Ever feel like a loser? I do. Patrick Mead does too and writes good stuff here about it. Got me thinking.
I remember these sweet sweatpants I made in home ec class in grade 9 and wore to high school all the time – I truly was a loser. Leah probably remembers how much of a loser I was, and my only solace is that I have memories of the sweet hairdoes she had, being lucky enough to be a female in the “big bangs” 80′s days, not saying she was a loser – just that she had cool hair. I’ve mostly recovered from my high school days… but sometimes I wonder if I really have changed much.

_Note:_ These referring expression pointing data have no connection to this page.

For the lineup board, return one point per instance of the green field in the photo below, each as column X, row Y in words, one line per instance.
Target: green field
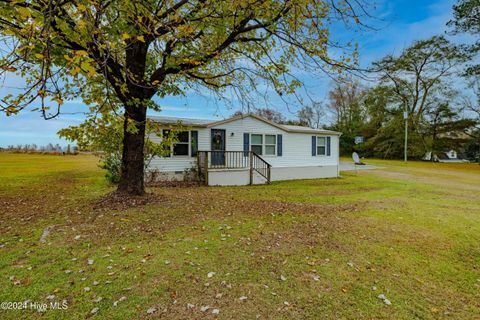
column 310, row 249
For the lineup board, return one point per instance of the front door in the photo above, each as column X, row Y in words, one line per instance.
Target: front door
column 218, row 147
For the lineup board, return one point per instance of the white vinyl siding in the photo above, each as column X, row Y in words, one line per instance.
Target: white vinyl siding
column 182, row 147
column 297, row 147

In my lower moments over the past while I’ve thought about just how little my list of good friends is. It sometimes seems like if my incredible wife or I didn’t invite people into our lives we could kind of float by in isolation…. not really being noticed. That’s in my lower moments of course. I’m not writing this so that you will leave me an encouraging comment saying you are my friend – it’s okay – I’m not that depressed. (although Chelsey you better leave one or I’ll never forgive you and our friendship will be ruined – Jeremy you can just take me out for lunch some time, and Heather & Harmony, as my sisters you are obligated to say something nice – an email would be fine).

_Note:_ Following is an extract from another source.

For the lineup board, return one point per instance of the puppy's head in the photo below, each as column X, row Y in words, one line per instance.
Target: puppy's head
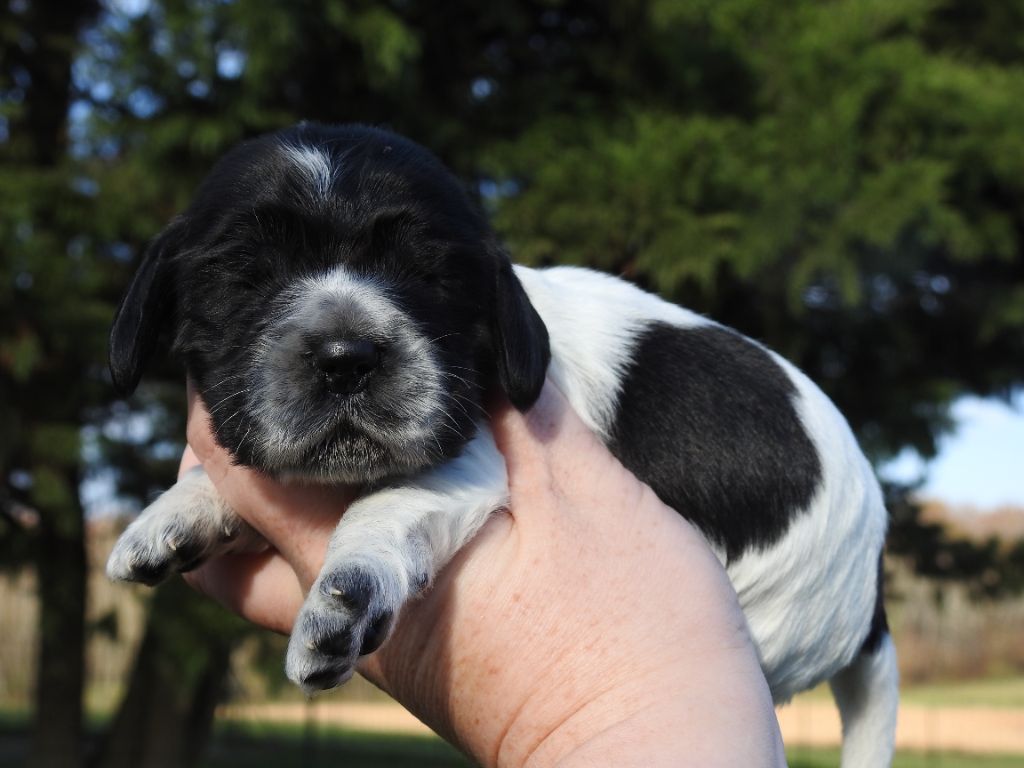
column 340, row 304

It’s just that I think we all feel pretty disconnected sometimes. One of the great things about being married is that some of that disconnection is balanced out by the other person, and some of the depressing thoughts are cleared out, called stupid, or just listened to, but still I think I’m likely safe to assume most of my acquaintances feel like losers sometimes too.
It’s all more proof for me of the need for a intentional push for community, even though true community sometimes seems to be an elusive thing. I also know that giving up on pushing outward won’t help at all – that just makes me more depressed.
I’m not sure what the point of this post is – it’s a bit more “diary like” than usual and that’s not really the reason “YI BLOG”, but perhaps just the encouragement to push out – I’m betting your friends and family appreciate it.